Consider, for example, a region that has been identified as a “food desert” or a community with low high school pass rates. Once these identifiers are attached to a person’s health record, are they protected? Equally important is the question of how payers and providers collaborate with social service agencies to improve patient health while safeguarding PHI.
Need for Oversight
Fundamentally, defining the scope and boundaries of how SDoH factor into the PHI equation will require federal intervention. Oversight of how nonclinical and nontraditional data are protected is not something that health plans and providers are likely to take up on their own in terms of self-regulation. It will necessitate that the industry come together with input from all stakeholders—including the HIT vendor community—to determine the best way forward to both protect and help patients.
As industry discussions evolve, one important first step will be to garner an understanding of what SDoH are truly relevant to care management and better decision making. The buzz around social determinants is still new, but as more evidence emerges in terms of how stakeholders are extracting significant value from SDoH initiatives, the industry will be better positioned to narrow and define the factors that truly move the needle on outcomes.
HIT vendors—especially those operating in the care management and population health space—are wise to start discussions of their own in terms of capturing SDoH and potentially addressing the data as PHI going forward. Most solutions are built around capturing structured diagnostic and procedure codes such as ICD-10 and CPT, but that paints only a sliver—20%—of the patient story as it relates to overall health.

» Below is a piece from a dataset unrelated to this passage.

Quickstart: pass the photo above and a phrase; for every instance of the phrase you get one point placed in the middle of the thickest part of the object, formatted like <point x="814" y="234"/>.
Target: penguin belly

New Z codes introduced through ICD-10 are a step in the right direction. These codes identify several SDoH factors related to potential health hazards in socioeconomic and psychosocial circumstances. Yet, they are limited in what they address, and the reimbursement criteria remains unclear, making it difficult to implement them.
The ability to pair that information with an understanding of a person’s environment, financial status, or access to care will become increasingly important as the industry continues its shift to whole-person, patient-centered care. For example, VirtualHealth currently partners with Aunt Bertha, an SDoH referral platform, to support SDoH functionality in its HELIOS care management platform. This collaboration enables care managers to find publicly available resources for members. The idea is to proactively lay the groundwork to ensure members’ SDoH information is protected even though HIPAA has not laid out processes and regulation for bringing those data into an EHR and subsequently sharing them with other health care entities.
In addition, clinicians will increasingly be asked to consider SDoH as part of care planning. Because physicians, nurses, and allied health professionals have not traditionally been trained to work with this information, education will become critical. These professionals’ expertise revolves around human physiology and pharmacology, not how to help someone manage his or her finances. They will need to understand how to engage with this information as part of patient encounters and when dealing with it in EHRs.
The health care industry is wise to invest resources into learning more about SDoH and how they can significantly improve costs and outcomes. However, in tandem with these efforts, stakeholders must also consider how emerging forms of nonclinical data will be protected and covered under HIPAA, as well as the far-reaching impact these decisions will have on processes and systems.
— Hants Williams, PhD, RN, is director of clinical operations at VirtualHealth.